On the hottest day of the year just outside of Austin, Texas, the NASCAR race at COTA came down to an overtime finish between Ross Chastain, road-course ringer AJ Allmendinger and Hendrick’s Alex Bowman.
On the final restart, it was Richard Childress Racing’s Tyler Reddick who led the field to green with Ross Chastain right beside him in second, but Chastain used the chrome horn and power moved by Reddick in the S’s to retake the lead.
Reddick would fall back to sixth while Chastain would take the white flag and would lead the break away with AJ Allmendinger and Alex Bowman in tandem.
Allmendinger closed up to Chastain in the turn 12 heavy braking zone and would continue to fill his mirrors up in turns 13 and 14 before sticking his Camaro up the inside of Chastain in turn 15, consequently pushing Chastain wide after he tried to cover him off.
Chastain would get passed by Bowman too after he dived past him on the inside of 18 while Chastain returned the favour to Allmendinger going into the penultimate corner, using him as a braking block. Allmendinger’s car stepped out on him and flew into Bowman who was alongside him. Allmendinger ended up backwards in the sand while Bowman had to take evasive action to avoid him. Chastain went on to take the checkered flag.
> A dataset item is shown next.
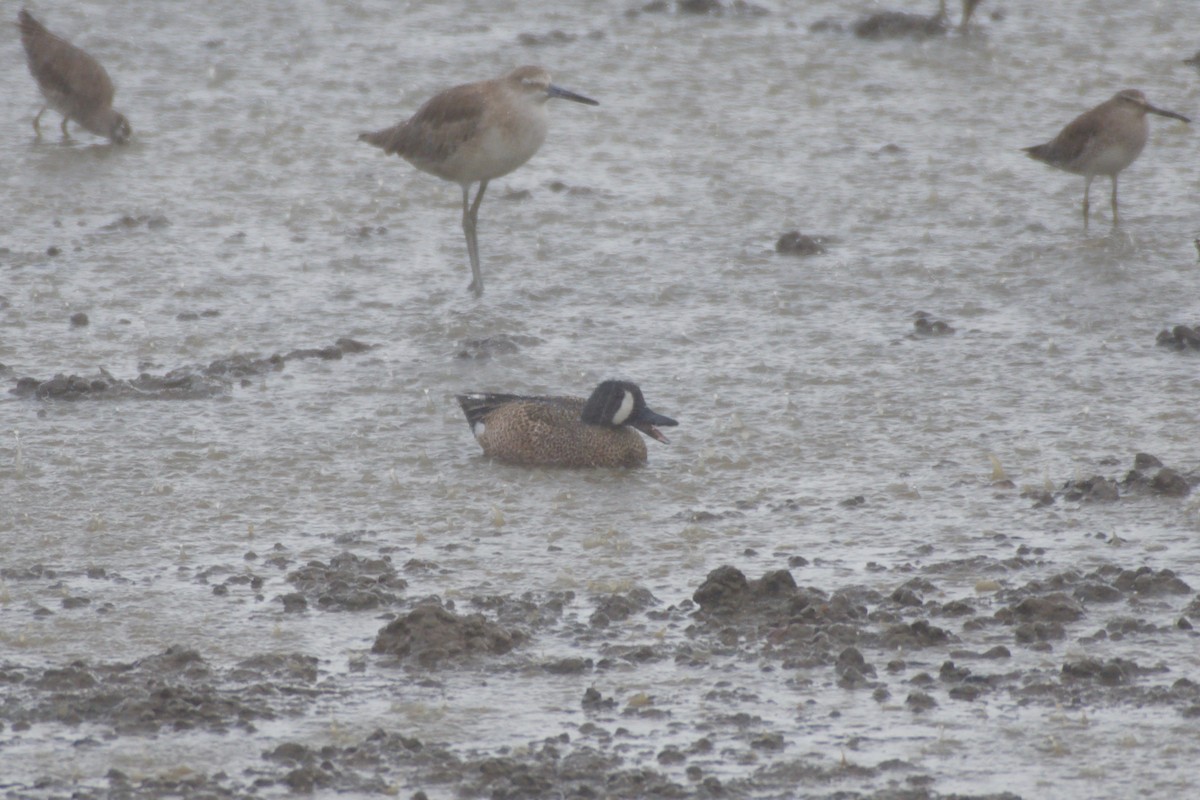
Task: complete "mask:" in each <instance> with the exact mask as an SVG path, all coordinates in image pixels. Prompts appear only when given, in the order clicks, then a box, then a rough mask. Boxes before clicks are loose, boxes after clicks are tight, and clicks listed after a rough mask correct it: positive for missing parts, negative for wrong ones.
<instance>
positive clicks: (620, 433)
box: [457, 380, 679, 467]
The highly anticipated ritual-like smashing of the watermelon was performed by Chastain on the straightaway from on top of his ONX Homes/iFly Camaro. Chastain was so thrilled he ate the juicy fruit while being interviewed, saying to FOX, “it’s never tasted sweeter.”
It was also Trackhouse Racing’s first Cup win and was quite the birthday present for co-team owner Justin Marks.
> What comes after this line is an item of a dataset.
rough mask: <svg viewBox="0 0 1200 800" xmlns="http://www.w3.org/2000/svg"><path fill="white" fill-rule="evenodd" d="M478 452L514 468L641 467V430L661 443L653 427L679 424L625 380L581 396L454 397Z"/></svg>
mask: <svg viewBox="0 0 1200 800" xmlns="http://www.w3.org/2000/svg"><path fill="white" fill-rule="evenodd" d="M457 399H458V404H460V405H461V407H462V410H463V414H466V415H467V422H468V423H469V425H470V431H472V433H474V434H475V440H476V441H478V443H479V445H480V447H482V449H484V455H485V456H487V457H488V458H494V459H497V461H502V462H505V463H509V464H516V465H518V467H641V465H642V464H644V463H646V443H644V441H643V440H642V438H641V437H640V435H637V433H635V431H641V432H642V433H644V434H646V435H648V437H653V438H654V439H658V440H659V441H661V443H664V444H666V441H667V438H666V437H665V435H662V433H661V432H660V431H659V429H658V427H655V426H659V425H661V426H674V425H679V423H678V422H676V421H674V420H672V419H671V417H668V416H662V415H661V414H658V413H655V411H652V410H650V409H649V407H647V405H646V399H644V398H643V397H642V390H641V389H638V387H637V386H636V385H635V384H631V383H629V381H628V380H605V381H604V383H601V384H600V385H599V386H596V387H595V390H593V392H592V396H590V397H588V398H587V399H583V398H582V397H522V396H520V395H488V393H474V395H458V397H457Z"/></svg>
Celebrations continued throughout the first half of the week with Chastain’s own Melon Man Brand, a grassroots lifestyle organisation uniting all watermelon lovers, putting up pre-orders for a most appropriate T-shirt on Tuesday to mark the iconic moment.
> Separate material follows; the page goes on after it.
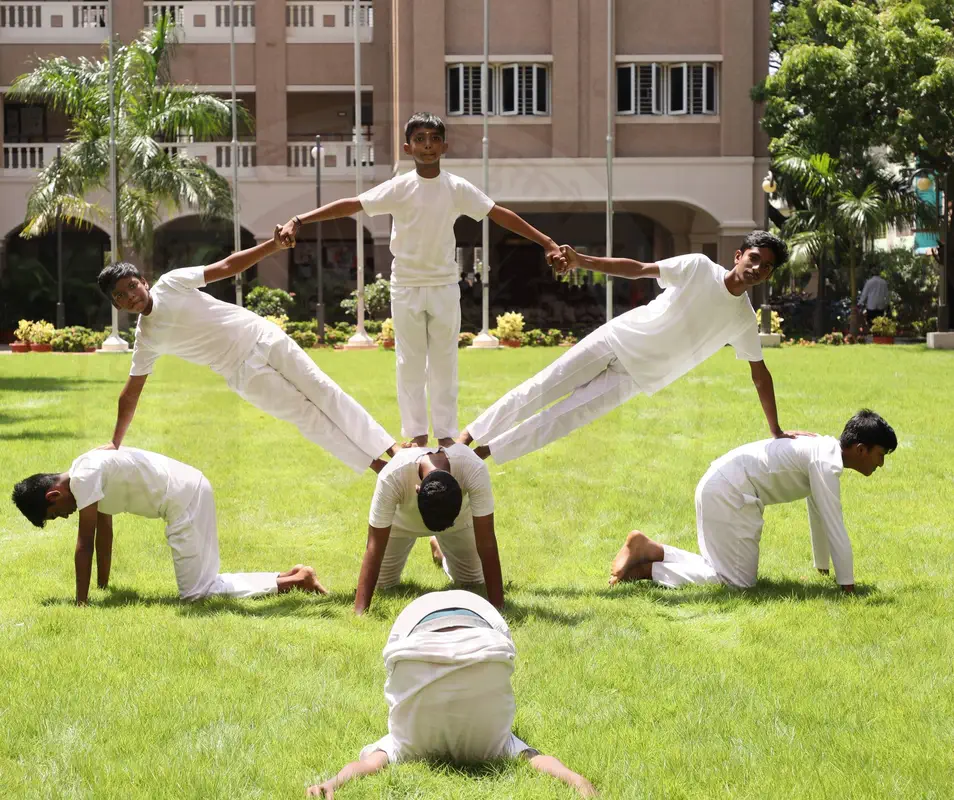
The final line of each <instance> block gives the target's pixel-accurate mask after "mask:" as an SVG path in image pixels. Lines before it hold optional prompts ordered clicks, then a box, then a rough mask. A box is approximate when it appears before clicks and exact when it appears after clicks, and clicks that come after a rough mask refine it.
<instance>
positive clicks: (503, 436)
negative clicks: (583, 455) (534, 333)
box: [467, 328, 639, 464]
Back at the race shop on Tuesday, Team Trackhouse were all bought a celebratory breakfast. Watermelon may or may not have been present.
Back to Sunday’s race, other drivers had found to be fast throughout the race, most notably Team Trackhouse teammate Daniel Suárez, who after starting second would take the lead away from polesitter Ryan Blaney on the opening lap. Suárez would go onto win the first stage of the race. He had a not so fun experience on the restart however, finding himself spinning around while in a five-wide mess in turn one. Denny Hamlin, in desperate need of points, would sacrifice track position and stay out to win stage two.
Ford drivers Chase Briscoe and Austin Cindric would also be at the front throughout much of the race but not when Cindric brought out the first non-scheduled caution of the day for spinning coming out of the turn 10 kink, with Christopher Bell narrowly avoiding him by a whisker. The race would go to overtime when Kurt Busch, Kyle Larson, and Joey Logano came together in the turn one sandpit.
Bowman, Bell, Elliott, and Reddick made up the top five finishing order.